Russia sells China today an estimated US$2 billion of new weapons a year, with increasing technology transfer requirements. Thousands of scientists, engineers and technicians from the financially devastated defense industries of ex-Soviet states, particularly Russia, may now be integrated in the Chinese defense industry and R&D infrastructure.
According to DEBKA-Net-Weekly‘s China expert, Chinese funding also supports the continuation of Russian military R&D projects (e.g. the advanced Su-37 thrust-vectored variant of the Su-27 fighter aircraft), more than 100 programs for adapting Russian weapon prototypes to Chinese military, and other joint ventures.
China pays Moscow mainly by writing down the massive Russian debt to Beijing.
In progress are massive transfers to China of even more advanced Russian defense systems and technologies. It is believed that by 1994-95, China successfully transplanted to a location near Shanghai an entire Russian cruise missile plant (probably based on either the Kh-15/AS-16 ‘Kickback’ or more likely the Kh-55/AS-15 ‘Kent’), complete with research and development team. As Russian cruise missile technology now supports land-attack ranges of about 4,000 km, China's capabilities in this field could increase rapidly, and it is believed that China has now developed the advanced ‘Hong Niao’ (Red Bird) series of land attack cruise missiles with advanced GPS, terrain-following and terminal guidance systems.
PLA owned enterprises are believed to be buying as many as 165 former state defense firms in Russia, and essentially dismantling them and shipping them back to China.
A significant portion of the former Soviet Union’s heavy investment in the directed energy weapon (DEW) field may have been diffused to China through technical personnel and business transactions, as the Russian state science and technology infrastructure continues to implode through a lack of resources.
Relevant Russian design bureaus include Antey, NPO Astrofizika, NPO Almaz, and OKB Vympel, which have conducted R&D on CO2, free-electron, and gas lasers, as well as high-powered microwave weapons (HPM) and are familiar with current US developments in the field. The Institute of Applied Physics and the Lebedev Physics Institute may also have been at the cutting-edge of HPM and radio frequency (RF) weapon research. Some reports indicate that Russia may have transferred the knowledge to develop a nuclear reactor-powered, ground-based laser with anti-satellite (ASAT) capabilities.
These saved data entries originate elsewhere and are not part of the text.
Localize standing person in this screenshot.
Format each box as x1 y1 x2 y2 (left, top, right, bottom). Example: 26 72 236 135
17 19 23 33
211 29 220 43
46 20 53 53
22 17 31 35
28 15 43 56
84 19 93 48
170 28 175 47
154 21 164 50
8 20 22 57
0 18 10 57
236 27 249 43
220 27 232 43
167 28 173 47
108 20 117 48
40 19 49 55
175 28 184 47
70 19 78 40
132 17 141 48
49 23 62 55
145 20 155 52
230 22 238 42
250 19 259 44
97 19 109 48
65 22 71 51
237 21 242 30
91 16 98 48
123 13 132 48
The AGAT research establishment in Belarus may also be providing assistance in laser optics to China.
China has also allegedly formed secure E-mail links with Russian military, scientific and nuclear organizations and thus acquired such benefits as computer technologies for simulating nuclear tests. Coordinated through a Chinese “Military-Technical Cooperation Coordinating Center”, these activities with Russia have, according to unconfirmed Chinese sources, saved hundreds of millions of dollars and up to two decades of R&D effort by China for some areas.
Reports during early 2000 indicated that some 2,000 Russian technical personnel are engaged in Chinese R&D efforts in DEWs, nuclear weapon miniaturization, cruise missiles, space-based weapons, and nuclear submarines. This migration of top human talent from the old Soviet military-industrial-complex is the powerful engine driving the rapid modernization of China’s aerospace-defense sector.
China has a long-standing tradition of employing Russian/Soviet weapons, which are considered cheap to mass-produce and easy to use and maintain compared to Western systems. By 1998, Russian arms sales to China had topped US$6 billion.
Chinese Manchuria, adjacent to the Russian border, has a high concentration of traditional defense manufacturing industry for such products as tanks and other AFVs, aircraft, and artillery, in addition to defense-related educational and R&D institutes with strong pre-1960s historical ties to Russia.
Hence, the ‘new’ defense relationship with Russia is hardly surprising or even new. Yet these defense trading relations, however advantageous, fall short of a true strategic partnership or even a high level of mutual trust.